Perhaps another way to interpret CABANA and preserve the ITT principle is to say the trial did not actually compare ablation vs drugs as was intended but rather it compared the strategy of ablation vs initial medical therapy with ablation for recurring symptoms.

In this scenario, there can be no claim that ablation is superior to drugs for reducing major outcomes, but we can preserve the possibility that ablation remains a reasonable option for selected patients with AF.

I intentionally hedged on calling ablation a reasonable option because of the lack of blinding in CABANA. (Note: Calling this out is not a criticism of the investigators; a placebo-controlled trial of AF ablation was impossible when the trial was conceived.)

Times have changed. We have witnessed the failure of many procedures to withstand the placebo-control test. Failures of pain relief with vertebroplasty,[3] blood pressure reduction with renal denervation,[4] and angina relief from percutaneous coronary intervention[5] underscore the power of the placebo effect. What's more, a doctor's knowledge of treatment assignment may affect basic clinical decisions that pertain to outcomes — the decision to admit to the hospital for cardiovascular reasons, for example.[6]

Permission to Test AF Ablation Against a Placebo

CABANA's failure to reject the null hypothesis will likely give rise to a placebo-controlled trial involving a sham procedure in which patients and doctors are blinded to left atrial ablation.

I know this because two separate investigators told me they are planning such a trial and one other said many leaders are not talking about it publically because they want to be first. No one wants to publish the second or third placebo-controlled trial of AF ablation.

If we ablate AF to relieve subjective endpoints, such as quality of life and cardiovascular admissions, then the only way not to fool ourselves is a placebo-controlled trial.

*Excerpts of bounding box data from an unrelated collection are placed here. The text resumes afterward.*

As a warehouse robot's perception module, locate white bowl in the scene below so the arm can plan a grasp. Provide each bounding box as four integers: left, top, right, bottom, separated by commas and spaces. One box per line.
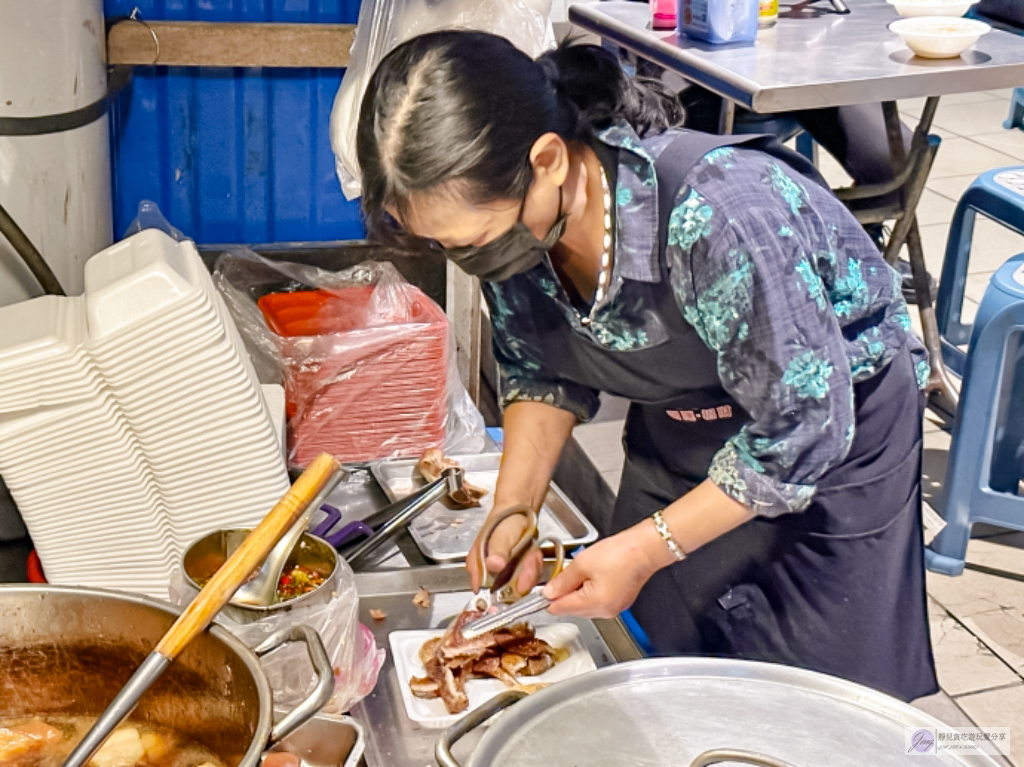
889, 16, 992, 58
887, 0, 978, 18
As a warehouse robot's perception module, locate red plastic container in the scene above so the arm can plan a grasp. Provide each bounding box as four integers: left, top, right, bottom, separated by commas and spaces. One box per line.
258, 285, 449, 466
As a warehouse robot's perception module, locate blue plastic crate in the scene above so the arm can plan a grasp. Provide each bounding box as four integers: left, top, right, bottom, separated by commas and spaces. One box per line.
104, 0, 364, 243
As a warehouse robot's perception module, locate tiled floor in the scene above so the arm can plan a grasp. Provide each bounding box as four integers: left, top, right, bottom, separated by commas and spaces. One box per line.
575, 90, 1024, 767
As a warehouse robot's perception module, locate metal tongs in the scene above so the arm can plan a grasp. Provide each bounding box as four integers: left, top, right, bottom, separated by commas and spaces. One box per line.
342, 468, 465, 569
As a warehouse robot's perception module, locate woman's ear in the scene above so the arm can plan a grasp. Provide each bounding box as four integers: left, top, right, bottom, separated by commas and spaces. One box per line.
529, 133, 569, 186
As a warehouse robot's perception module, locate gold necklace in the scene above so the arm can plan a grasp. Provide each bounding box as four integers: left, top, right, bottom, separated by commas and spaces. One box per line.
585, 168, 612, 325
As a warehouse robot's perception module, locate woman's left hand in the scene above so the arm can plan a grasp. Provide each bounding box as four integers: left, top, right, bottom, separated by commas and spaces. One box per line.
544, 520, 669, 617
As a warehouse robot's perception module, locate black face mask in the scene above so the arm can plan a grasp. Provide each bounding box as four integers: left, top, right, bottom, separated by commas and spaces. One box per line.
441, 187, 568, 283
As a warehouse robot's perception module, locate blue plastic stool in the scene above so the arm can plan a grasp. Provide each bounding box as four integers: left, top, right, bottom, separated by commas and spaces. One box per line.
925, 254, 1024, 576
1002, 88, 1024, 130
935, 166, 1024, 378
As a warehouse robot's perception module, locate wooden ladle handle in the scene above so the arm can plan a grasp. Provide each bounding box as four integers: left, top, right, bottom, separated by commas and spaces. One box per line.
155, 453, 341, 661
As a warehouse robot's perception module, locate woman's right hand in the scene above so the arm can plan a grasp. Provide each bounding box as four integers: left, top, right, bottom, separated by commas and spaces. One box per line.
466, 401, 575, 594
466, 502, 544, 594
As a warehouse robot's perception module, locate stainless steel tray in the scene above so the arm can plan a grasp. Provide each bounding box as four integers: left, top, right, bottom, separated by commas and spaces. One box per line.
371, 453, 597, 562
270, 712, 366, 767
351, 564, 640, 767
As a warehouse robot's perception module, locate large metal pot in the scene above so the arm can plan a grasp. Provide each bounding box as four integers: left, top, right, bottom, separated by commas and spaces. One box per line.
436, 657, 997, 767
0, 586, 334, 767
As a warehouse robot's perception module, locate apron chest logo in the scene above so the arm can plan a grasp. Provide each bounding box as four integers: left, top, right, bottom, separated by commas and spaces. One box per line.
666, 404, 732, 423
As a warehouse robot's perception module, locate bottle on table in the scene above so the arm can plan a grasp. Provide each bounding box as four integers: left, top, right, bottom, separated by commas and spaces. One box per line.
758, 0, 778, 29
677, 0, 761, 44
650, 0, 676, 30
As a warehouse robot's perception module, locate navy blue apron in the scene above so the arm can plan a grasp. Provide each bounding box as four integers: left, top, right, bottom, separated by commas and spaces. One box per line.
531, 131, 938, 700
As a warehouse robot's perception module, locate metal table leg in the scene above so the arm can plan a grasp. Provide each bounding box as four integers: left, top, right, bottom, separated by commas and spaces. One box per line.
718, 98, 736, 136
883, 96, 958, 418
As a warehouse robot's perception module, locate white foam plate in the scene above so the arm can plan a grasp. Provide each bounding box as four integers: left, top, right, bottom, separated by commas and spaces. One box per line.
388, 624, 597, 729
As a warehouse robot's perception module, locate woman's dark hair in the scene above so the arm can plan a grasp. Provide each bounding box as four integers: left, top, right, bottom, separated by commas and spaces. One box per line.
356, 31, 683, 239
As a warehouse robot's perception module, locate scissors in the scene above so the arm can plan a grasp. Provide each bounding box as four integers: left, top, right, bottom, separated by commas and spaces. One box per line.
462, 505, 565, 639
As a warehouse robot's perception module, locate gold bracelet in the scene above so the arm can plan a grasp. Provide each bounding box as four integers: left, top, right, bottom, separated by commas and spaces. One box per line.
650, 509, 686, 562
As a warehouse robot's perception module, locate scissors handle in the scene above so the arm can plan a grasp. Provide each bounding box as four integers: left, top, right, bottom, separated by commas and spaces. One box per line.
469, 504, 537, 589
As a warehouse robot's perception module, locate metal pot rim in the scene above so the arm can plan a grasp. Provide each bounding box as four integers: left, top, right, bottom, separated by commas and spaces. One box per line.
0, 584, 273, 765
456, 656, 995, 767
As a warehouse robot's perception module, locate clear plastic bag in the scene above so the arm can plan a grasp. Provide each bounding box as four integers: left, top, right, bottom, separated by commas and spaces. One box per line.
331, 0, 555, 200
168, 560, 385, 714
214, 248, 485, 467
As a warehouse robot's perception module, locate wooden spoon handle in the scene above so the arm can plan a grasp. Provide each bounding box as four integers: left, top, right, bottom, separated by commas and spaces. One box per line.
155, 453, 341, 661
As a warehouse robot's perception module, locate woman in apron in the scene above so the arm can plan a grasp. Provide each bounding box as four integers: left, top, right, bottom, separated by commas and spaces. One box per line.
357, 32, 938, 699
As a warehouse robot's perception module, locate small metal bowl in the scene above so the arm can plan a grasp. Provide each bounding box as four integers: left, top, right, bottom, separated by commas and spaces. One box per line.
181, 529, 340, 624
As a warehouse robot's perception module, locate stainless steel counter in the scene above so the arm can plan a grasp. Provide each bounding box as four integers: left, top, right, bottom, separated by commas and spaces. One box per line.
569, 0, 1024, 113
351, 565, 641, 767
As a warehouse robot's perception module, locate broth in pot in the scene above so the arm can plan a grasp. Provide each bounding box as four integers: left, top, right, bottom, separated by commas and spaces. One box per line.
0, 715, 226, 767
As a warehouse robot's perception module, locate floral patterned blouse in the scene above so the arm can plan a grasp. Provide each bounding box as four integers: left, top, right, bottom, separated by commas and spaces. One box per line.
483, 125, 929, 516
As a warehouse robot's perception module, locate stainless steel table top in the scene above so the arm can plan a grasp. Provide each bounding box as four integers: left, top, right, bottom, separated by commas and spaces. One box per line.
569, 0, 1024, 113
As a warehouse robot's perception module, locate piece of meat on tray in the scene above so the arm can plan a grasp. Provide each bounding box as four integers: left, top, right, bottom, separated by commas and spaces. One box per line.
416, 448, 487, 509
409, 610, 568, 714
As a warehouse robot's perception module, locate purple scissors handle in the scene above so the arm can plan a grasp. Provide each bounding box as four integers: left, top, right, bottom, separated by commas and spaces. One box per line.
311, 504, 374, 549
309, 504, 341, 538
324, 522, 374, 549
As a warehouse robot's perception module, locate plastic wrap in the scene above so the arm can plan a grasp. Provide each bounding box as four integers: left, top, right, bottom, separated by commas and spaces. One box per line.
331, 0, 555, 200
214, 248, 485, 467
168, 560, 385, 714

I will go on record to say that I believe the symptomatic response to AF ablation will be similar to that seen with cardiac resynchronization therapy.[7] Namely, left atrial ablation will cause a strong placebo effect, especially early after the procedure, but there will also be a real effect, most likely correlated with the reduction in AF burden. My degree of certainty, however, is modest. I would not be surprised if AF ablation is ORBITA-ized.


A reassuring finding of CABANA was that ablation did not do worse than drugs. But one of the messages I heard from HRS was that CABANA showed that AF ablation is safe. This is a problem.

The complications in the ablation arm were more serious and more numerous than those in the drug arm. We will have to wait for the published paper for formal comparisons.  CABANA likely represents a best-case scenario because it allowed only experienced operators and centers to be part of the trial. Many people undergo ablation by less experienced operators.

Another important safety issue is the asymmetry of procedural complications. When you talk privately with ablation doctors, many, perhaps most, relay the story of a tragic death of an otherwise healthy middle-aged adult from an atrial-esophageal fistula.

Emotion and Trial Results

The null results from CABANA caused many to feel sad. One colleague remarked to me that it must be deeply disappointing for the investigators.

Why are the results of trials so emotional? Why would we not celebrate the knowledge gained? CABANA studied more than 2200 patients from across the world. It was not able to show AF ablation reduces outcomes. This is important to know, as will be the information coming in future publications.

An experiment's worthiness should not turn on its showing benefit of an anointed drug or procedure. Clinical experiments and the people who run them deserve our respect regardless of the results.

Perhaps if there were less need to confirm our beliefs, there would be less temptation to spin results.